Reformed Worship in the Reformation Era

Calvin argued that only practices explicitly taught in Scripture could be used in worship. For this reason, churches influenced by Calvin have been less inclined to restore pre-Reformation practices of worship perceived as unbiblical or “Catholic.”

The Reformed tradition has several roots: Zurich, Basel, Strassburg, and Geneva. In some ways, it preserved more than its share of the penitential strain of late medieval piety. In other respects, however, it moved beyond the forms in which Lutheranism and Anglicanism were content to continue. In time it was largely seduced by the Puritan tradition (in Great Britain) and the frontier tradition (in America).

Ulrich Zwingli (1484–1531) began his reformation of Zurich heavily influenced by humanistic studies and a thorough biblicism. He was anxious to return worship to its biblical roots and eager to make it more spiritual, reflecting the gap he saw between the physical and the spiritual. Although a fine musician, he rejected music in worship as distracting one from spiritual worship. Iconoclasm in Zurich purified or devastated the churches, according to one’s viewpoint. Zwingli retained the four Sundays or festivals when his people were accustomed to receiving communion or the Eucharist, a preaching service being held on the other Sundays. These four occasions saw a drastically simplified rite that focused on the transubstantiation of the people, not the elements.

Martin Bucer in Strassburg and John Oecolampadius (1482–1531) in Basel began experimenting with vernacular services. At Strassburg, this included daily prayer services and a Sunday service derived from the Mass. Bucer’s influence was spread further by a visiting preacher out of a job, John Calvin (1509–1564). While serving temporarily a French-speaking congregation in Strassburg, Calvin adapted the German rite Bucer was using. Calvin brought this rite to Geneva, and from 1542 on it became the model for much of the Reformed tradition. Although deriving its structure from the Mass via Bucer, it had moved to highlight the penitential aspects of worship and was highly didactic and moralistic. Relief from this somber mood was wrought by encouraging the congregation to sing metrical paraphrases of the psalms, which they did with fervor. Such devotion to psalmody (and the exclusion of hymnody) marked Reformed worship for several centuries and still does in some churches.

Calvin’s low esteem for human nature was balanced by a high view of God’s Word and of the sacraments. (Although almost all Protestants considered baptism and the Eucharist as sacraments, Luther was willing to include penance, Calvin possibly ordination, and Zinzendorf marriage.) Calvin’s doctrine of eucharistic feeding on Christ through the operation of the Holy Spirit, although certainly not without problems, was the most sophisticated Reformation eucharistic doctrine but was largely lost by his heirs.

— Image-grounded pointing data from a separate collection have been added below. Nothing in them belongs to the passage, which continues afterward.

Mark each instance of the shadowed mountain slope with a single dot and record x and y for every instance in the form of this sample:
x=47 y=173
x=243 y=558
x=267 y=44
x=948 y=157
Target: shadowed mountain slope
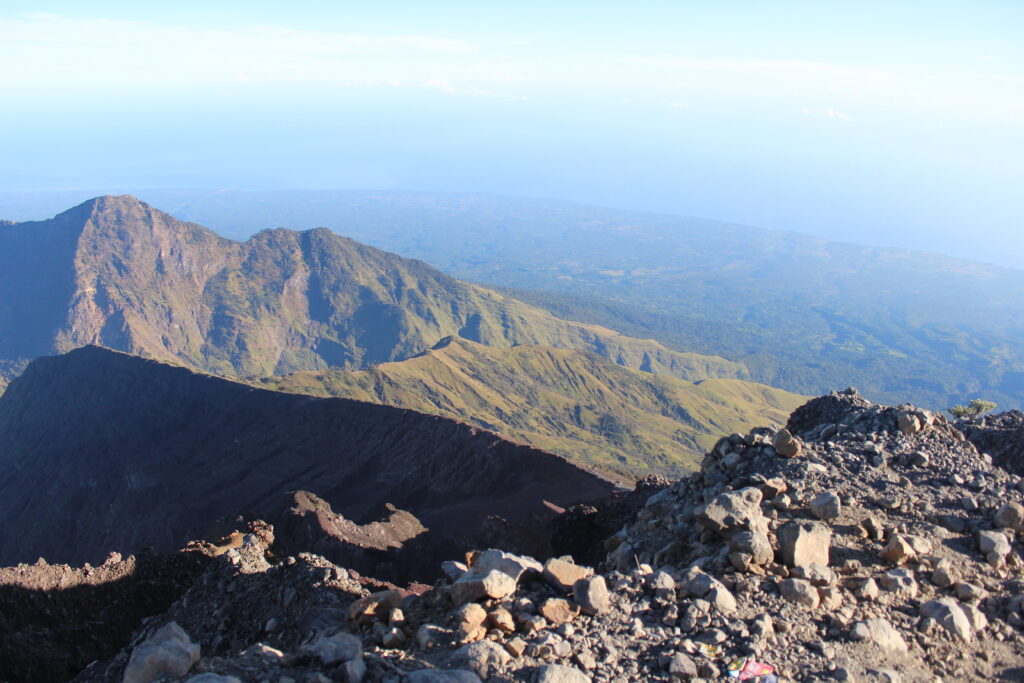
x=570 y=402
x=800 y=312
x=118 y=272
x=103 y=452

John Knox (c. 1505–1572) transmitted this tradition to Scotland as others brought it to France, the Netherlands, and the Germanic countries. Knox’s liturgy, renamed the Book of Common Order, flourished in Scotland for eighty years after 1564. Only then did the Scots yield to the Puritan effort to achieve national unity in worship through the Westminster Directory of 1645. This moved away from set forms to more permissive patterns, yet the Directory remained vaguely normative in later editions in America. On the American frontier, the newly emerging frontier patterns of worship tended to engulf the Reformed tradition.

A pattern of recovery slowly eventuated in America. Charles W. Baird (1828–1887) led the way in 1855 with a title many thought oxymoronic, Presbyterian Liturgies. German Reformed Christians experienced a recovery of both theology and liturgy in the so-called Mercersburg movement. Eventually, an American service book, the Book of Common Worship, followed in 1906, as did service books in the Kirk of Scotland. In recent years, Presbyterians have followed closely in the same post-Vatican II ecumenical mainstream as other traditions of the right and center, signified by the publication of their Supplemental Liturgical Resources.

Calvin, John

John Calvin (1509-1564) was a French Reformer and theologian. He was the son of a lawyer who planned for him to become a priest. In 1523 he began studies at the University of Paris until his father changed his mind and sent him to the University of Orleans to study law. After his father’s death in 1531, he abandoned law and went to Paris to study humanities. Here he had a “sudden conversion,” as he would later describe it, and left the Catholic Church to become a Protestant leader and preacher. His outspokenness and brilliant mind got him in trouble in Paris so he and a companion, Nicholas Cop, left the city; eventually ending up in Strasbourg. Here, in 1536, he published Institutes of the Christian Religion, which stressed the sovereignty of God, a limited atonement, predestination, and irresistible grace. His travels took him to Geneva, Switzerland where he eventually, after a series of conflicts with the Catholic leadership and others, established the city as the “Rome of Protestantism.” He ran the city with strict authority and engaged in organizing nearly every aspect of its civic affairs. He remained here until his death. He, along with Luther and Knox, is considered one of the three greatest figures of the Reformation, and his influence can be seen to this day in the various denominations that embrace his theology, including Presbyterian and Reformed churches.